All this week on musicOMH we're running interviews with, features on and reviews of African artists, with new articles being published daily.
With Mali's Rokia Traoré headlining in London, Baaba Maal's first album in eight years out and Western Sahara's Group Doueh having just completed their first UK tour, it seemed timely to throw a spotlight on the continent's musicians and their works, from a mainstream, rather than a specialist, perspective.
This is the first time we've themed this site for a week, and there's a reason for it. African music in the media is ghettoised, confined to specialist publications, BBC Radio 3 and a smattering of newspaper columns. While the quality of these is often excellent, I don't see why it should be so separate, or why people who claim to love music seem so often to dismiss an entire continent, its people and their output as readily as they do. As Baaba Maal said in his interview with me, "African music… is just music. It doesn't belong to this part or this part. Music is something you share."

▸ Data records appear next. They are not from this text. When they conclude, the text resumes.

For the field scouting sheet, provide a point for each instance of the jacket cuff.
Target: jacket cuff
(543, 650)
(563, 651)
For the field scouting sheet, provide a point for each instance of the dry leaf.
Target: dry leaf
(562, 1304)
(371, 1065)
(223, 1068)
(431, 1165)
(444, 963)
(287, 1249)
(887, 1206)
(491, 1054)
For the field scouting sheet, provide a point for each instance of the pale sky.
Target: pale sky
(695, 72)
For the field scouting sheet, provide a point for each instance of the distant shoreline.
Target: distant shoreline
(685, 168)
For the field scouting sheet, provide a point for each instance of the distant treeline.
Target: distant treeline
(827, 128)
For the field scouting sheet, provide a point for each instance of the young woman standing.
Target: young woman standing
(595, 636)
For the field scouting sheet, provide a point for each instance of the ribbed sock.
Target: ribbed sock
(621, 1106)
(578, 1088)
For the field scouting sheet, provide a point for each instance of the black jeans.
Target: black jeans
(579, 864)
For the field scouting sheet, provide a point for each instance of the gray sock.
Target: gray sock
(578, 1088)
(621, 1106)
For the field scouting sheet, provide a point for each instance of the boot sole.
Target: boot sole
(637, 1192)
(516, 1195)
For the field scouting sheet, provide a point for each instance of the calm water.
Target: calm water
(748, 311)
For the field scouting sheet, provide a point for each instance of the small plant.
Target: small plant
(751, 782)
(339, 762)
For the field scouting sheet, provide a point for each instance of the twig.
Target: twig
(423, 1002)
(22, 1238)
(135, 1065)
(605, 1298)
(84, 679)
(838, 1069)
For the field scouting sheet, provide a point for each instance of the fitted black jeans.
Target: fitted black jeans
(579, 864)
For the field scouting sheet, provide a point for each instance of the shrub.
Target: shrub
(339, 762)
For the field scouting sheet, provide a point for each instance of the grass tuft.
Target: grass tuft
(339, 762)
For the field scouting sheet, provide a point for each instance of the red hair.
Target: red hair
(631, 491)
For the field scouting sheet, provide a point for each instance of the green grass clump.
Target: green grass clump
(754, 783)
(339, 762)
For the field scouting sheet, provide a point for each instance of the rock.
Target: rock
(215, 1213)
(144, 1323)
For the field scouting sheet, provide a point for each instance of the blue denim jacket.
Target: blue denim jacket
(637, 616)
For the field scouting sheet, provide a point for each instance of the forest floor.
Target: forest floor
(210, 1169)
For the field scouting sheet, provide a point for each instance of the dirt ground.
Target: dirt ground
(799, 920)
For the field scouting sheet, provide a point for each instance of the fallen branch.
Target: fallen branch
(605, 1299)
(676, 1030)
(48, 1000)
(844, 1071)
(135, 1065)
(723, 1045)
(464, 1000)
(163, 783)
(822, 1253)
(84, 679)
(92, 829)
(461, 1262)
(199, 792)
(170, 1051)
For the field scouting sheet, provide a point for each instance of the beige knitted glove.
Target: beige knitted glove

So we're running interviews with Maal, Amadou & Mariam (pictured) and Youssou N'Dour, features on the legacy of Fela Kuti and African music's huge influence on dance and classical works from the west, plus a preview of Malawi's Lake Of Stars festival which returns in October.
Reviews will include Traoré and Doueh live and coverage of new albums from Maal, Vieux Farka Touré, returning Tuareg desert tribesmen Tinariwen and the latest archive raid by Damon Albarn's Honest Jons label, this time delving into 1950s Congo. Most of this will be up by the weekend.
We've also collected together a selection of our African music related archive content, including reviews of Salif Keita, Angelique Kidjo, Tony Allen, Mayra Andrade, Ali Farka Touré and last year's Africa Express shows, amongst much else. You can access all this and more at the Africa Week index.
I'm well aware that this is but a snapshot of what African artists are doing. It is in no way meant to be comprehensive. But I do hope that at least it constitutes something of a rebalance.